Los hombres blancos de cabello dorado son sólo bestias, asesinos. Han traído muerte y peste a nuestras tierras.

Hace veinte días que somos cautivos en nuestra propia ciudad. Los caminos, puentes y ríos están bloqueados. Somos más fuertes, rápidos y resistentes pero la carencia de agua y alimento ha doblegado nuestros cuerpos, aun así nuestro espíritu se mantiene firme.

Con pasos imprecisos y cautelosos camino entre las viviendas. Trato de no pisar sobre la sangre derramada de mis hermanos pero es casi imposible. Mi alma se llena de vergüenza y rabia al ver la desolación y percibir el olor a muerte en las entrañas de mi pueblo. Dentro y fuera de las casas encuentro hermanos heridos y enfermos. Lamentos, llanto.

Los hombres que vinieron del mar, aquellos con coraza de metal y promesas de amistad saquearon nuestro templo y mutilaron nuestra paz. Sacarlos de la ciudad costó muchas vidas. Mis manos ayer creaban color y vida, estaban abiertas a la naturaleza y al arte, hoy se han convertido en eternos puños cerrados, masas punzantes de dolor y venganza.

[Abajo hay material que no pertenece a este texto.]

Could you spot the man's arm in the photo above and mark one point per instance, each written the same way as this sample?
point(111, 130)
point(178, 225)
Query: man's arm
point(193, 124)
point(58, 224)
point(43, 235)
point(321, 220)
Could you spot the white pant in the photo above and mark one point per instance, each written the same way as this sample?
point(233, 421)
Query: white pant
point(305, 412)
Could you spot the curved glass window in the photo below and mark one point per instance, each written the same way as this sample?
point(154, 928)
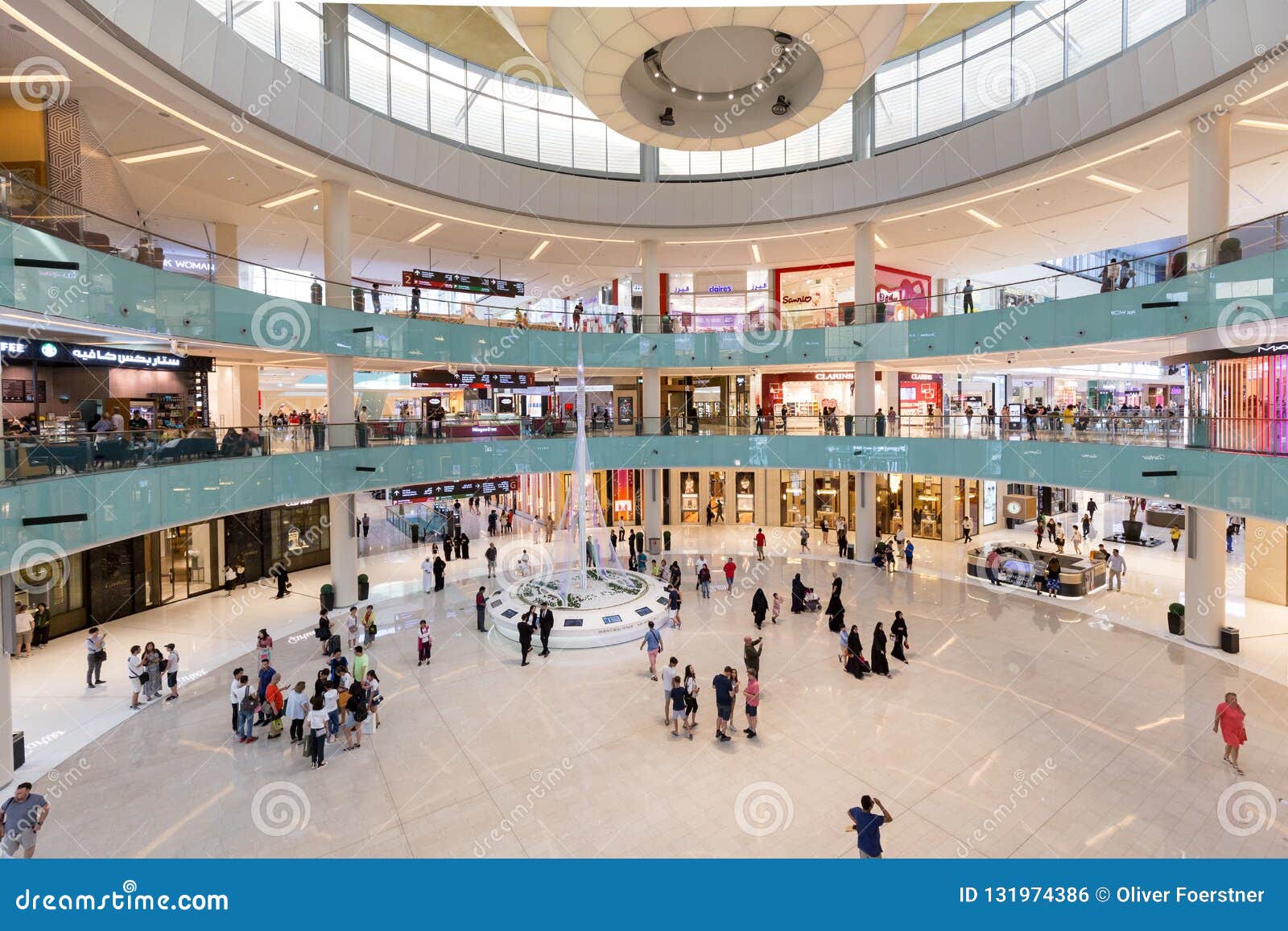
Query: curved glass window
point(402, 77)
point(1005, 61)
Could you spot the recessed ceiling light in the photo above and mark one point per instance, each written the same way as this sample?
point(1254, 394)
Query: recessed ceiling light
point(985, 219)
point(1257, 122)
point(1118, 186)
point(296, 196)
point(425, 232)
point(167, 154)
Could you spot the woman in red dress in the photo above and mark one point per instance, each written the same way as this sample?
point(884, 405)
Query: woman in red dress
point(1229, 719)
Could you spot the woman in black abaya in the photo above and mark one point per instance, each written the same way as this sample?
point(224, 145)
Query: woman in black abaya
point(835, 609)
point(854, 663)
point(759, 607)
point(880, 666)
point(899, 631)
point(798, 595)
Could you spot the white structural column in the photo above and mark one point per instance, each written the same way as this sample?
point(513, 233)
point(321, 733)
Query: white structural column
point(865, 482)
point(1210, 178)
point(336, 244)
point(236, 396)
point(339, 402)
point(345, 550)
point(865, 274)
point(652, 407)
point(1204, 576)
point(652, 300)
point(225, 257)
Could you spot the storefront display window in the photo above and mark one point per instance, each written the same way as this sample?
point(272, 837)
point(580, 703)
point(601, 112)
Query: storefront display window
point(792, 497)
point(889, 488)
point(746, 497)
point(688, 497)
point(716, 500)
point(828, 499)
point(927, 508)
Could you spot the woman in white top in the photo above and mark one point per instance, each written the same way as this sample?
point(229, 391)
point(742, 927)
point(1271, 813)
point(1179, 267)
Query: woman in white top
point(319, 727)
point(296, 710)
point(135, 669)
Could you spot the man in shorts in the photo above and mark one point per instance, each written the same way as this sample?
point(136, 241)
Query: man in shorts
point(670, 674)
point(654, 643)
point(21, 817)
point(723, 686)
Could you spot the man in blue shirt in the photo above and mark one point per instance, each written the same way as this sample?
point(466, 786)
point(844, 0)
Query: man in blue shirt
point(723, 684)
point(869, 827)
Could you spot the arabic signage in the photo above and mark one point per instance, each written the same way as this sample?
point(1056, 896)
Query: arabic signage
point(109, 357)
point(441, 377)
point(455, 489)
point(463, 283)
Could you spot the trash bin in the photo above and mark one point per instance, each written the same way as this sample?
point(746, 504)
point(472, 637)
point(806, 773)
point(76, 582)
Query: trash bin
point(1230, 639)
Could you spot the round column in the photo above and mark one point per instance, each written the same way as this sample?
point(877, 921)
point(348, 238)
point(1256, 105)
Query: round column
point(1204, 576)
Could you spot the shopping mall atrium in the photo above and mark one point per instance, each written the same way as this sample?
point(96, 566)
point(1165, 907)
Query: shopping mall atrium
point(907, 375)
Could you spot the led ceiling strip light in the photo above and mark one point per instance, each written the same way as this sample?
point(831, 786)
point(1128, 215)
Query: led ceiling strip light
point(103, 72)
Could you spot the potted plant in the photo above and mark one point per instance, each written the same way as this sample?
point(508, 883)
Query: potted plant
point(1133, 527)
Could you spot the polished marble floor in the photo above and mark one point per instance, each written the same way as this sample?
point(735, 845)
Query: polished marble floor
point(1022, 727)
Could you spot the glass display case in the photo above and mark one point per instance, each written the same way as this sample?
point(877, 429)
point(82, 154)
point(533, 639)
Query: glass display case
point(688, 497)
point(746, 497)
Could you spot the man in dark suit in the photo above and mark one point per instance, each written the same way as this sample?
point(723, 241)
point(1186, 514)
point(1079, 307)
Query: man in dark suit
point(547, 624)
point(525, 637)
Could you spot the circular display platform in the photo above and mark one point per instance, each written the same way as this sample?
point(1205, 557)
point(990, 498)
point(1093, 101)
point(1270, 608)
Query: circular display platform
point(615, 608)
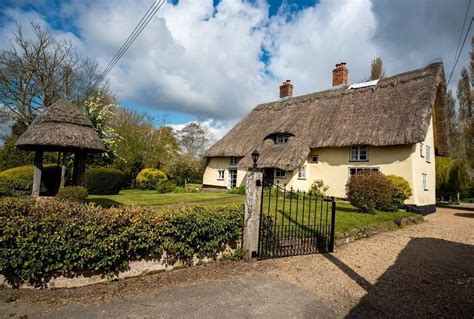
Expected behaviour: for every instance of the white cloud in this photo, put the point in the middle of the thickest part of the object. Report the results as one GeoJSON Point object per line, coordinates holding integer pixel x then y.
{"type": "Point", "coordinates": [206, 61]}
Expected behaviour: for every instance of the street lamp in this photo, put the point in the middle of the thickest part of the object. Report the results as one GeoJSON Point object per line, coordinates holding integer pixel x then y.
{"type": "Point", "coordinates": [255, 156]}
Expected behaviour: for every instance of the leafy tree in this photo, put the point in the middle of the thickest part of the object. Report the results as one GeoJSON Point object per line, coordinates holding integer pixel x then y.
{"type": "Point", "coordinates": [141, 144]}
{"type": "Point", "coordinates": [194, 139]}
{"type": "Point", "coordinates": [35, 72]}
{"type": "Point", "coordinates": [377, 71]}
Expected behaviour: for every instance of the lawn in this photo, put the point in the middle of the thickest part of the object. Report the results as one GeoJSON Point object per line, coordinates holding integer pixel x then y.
{"type": "Point", "coordinates": [289, 216]}
{"type": "Point", "coordinates": [347, 217]}
{"type": "Point", "coordinates": [129, 197]}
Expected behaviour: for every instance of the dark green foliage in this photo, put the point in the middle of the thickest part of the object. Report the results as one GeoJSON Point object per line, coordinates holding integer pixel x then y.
{"type": "Point", "coordinates": [18, 181]}
{"type": "Point", "coordinates": [370, 190]}
{"type": "Point", "coordinates": [104, 181]}
{"type": "Point", "coordinates": [73, 193]}
{"type": "Point", "coordinates": [47, 239]}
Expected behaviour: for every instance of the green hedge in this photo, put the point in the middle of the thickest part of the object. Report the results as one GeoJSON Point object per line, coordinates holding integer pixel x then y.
{"type": "Point", "coordinates": [18, 181]}
{"type": "Point", "coordinates": [43, 240]}
{"type": "Point", "coordinates": [104, 181]}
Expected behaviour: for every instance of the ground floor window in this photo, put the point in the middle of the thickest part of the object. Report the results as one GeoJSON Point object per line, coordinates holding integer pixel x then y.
{"type": "Point", "coordinates": [220, 174]}
{"type": "Point", "coordinates": [280, 173]}
{"type": "Point", "coordinates": [355, 170]}
{"type": "Point", "coordinates": [302, 172]}
{"type": "Point", "coordinates": [232, 178]}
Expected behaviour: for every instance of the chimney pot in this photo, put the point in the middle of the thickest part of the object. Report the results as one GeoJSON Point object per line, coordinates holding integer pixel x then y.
{"type": "Point", "coordinates": [340, 75]}
{"type": "Point", "coordinates": [286, 89]}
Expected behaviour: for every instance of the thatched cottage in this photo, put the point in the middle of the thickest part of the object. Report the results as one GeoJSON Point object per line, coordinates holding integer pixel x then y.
{"type": "Point", "coordinates": [394, 125]}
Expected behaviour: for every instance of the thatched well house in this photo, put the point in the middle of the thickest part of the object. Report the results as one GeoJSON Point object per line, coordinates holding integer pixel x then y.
{"type": "Point", "coordinates": [394, 125]}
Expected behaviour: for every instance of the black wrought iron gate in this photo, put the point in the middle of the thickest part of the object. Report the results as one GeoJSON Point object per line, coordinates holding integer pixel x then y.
{"type": "Point", "coordinates": [294, 223]}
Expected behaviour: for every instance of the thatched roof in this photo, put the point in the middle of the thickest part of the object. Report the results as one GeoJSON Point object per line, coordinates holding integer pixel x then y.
{"type": "Point", "coordinates": [61, 127]}
{"type": "Point", "coordinates": [395, 111]}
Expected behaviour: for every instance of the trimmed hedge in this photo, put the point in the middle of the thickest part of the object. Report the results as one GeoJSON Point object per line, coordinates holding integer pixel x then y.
{"type": "Point", "coordinates": [104, 181]}
{"type": "Point", "coordinates": [46, 239]}
{"type": "Point", "coordinates": [73, 193]}
{"type": "Point", "coordinates": [151, 178]}
{"type": "Point", "coordinates": [18, 181]}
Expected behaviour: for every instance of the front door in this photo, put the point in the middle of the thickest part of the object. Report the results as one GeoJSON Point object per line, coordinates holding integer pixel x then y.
{"type": "Point", "coordinates": [232, 178]}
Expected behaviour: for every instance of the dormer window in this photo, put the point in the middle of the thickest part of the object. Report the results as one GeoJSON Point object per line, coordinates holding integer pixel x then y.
{"type": "Point", "coordinates": [234, 160]}
{"type": "Point", "coordinates": [281, 138]}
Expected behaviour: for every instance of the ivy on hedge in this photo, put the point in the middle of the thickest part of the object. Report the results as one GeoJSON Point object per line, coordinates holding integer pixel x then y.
{"type": "Point", "coordinates": [46, 239]}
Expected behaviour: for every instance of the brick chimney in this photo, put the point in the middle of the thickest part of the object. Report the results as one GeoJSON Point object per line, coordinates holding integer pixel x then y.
{"type": "Point", "coordinates": [340, 75]}
{"type": "Point", "coordinates": [286, 89]}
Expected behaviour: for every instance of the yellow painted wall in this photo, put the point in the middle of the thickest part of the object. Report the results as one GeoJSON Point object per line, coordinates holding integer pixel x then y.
{"type": "Point", "coordinates": [333, 168]}
{"type": "Point", "coordinates": [221, 163]}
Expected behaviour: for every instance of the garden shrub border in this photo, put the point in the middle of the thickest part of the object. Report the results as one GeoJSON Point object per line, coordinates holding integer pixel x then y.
{"type": "Point", "coordinates": [47, 239]}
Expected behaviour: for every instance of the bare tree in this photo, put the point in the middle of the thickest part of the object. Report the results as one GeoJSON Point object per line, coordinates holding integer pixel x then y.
{"type": "Point", "coordinates": [34, 73]}
{"type": "Point", "coordinates": [194, 139]}
{"type": "Point", "coordinates": [377, 71]}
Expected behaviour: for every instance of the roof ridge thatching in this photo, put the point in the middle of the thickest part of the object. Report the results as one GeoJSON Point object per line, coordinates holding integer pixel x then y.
{"type": "Point", "coordinates": [61, 127]}
{"type": "Point", "coordinates": [395, 111]}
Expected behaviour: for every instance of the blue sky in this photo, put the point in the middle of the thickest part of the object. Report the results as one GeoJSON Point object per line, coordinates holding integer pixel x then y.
{"type": "Point", "coordinates": [212, 61]}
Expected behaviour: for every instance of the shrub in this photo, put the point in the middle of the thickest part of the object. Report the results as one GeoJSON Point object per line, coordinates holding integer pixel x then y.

En mi memoria está intacto el esplendor de mi pueblo, sus calles fulgurantes de vida, colorido y armonía, su gente laboriosa y amable, su historia, su magia… hoy sólo son eso: memoria. Caigo sobre mis rodillas implorando a los dioses su prometido regreso, la respuesta es un murmullo conocido, una avalancha de furia que hace temblar la tierra. Levanto la mirada y están ahí, bajando por la pendiente como una jauría de coyotes hambrientos. Sus cabezas de acero se cuentan por miles.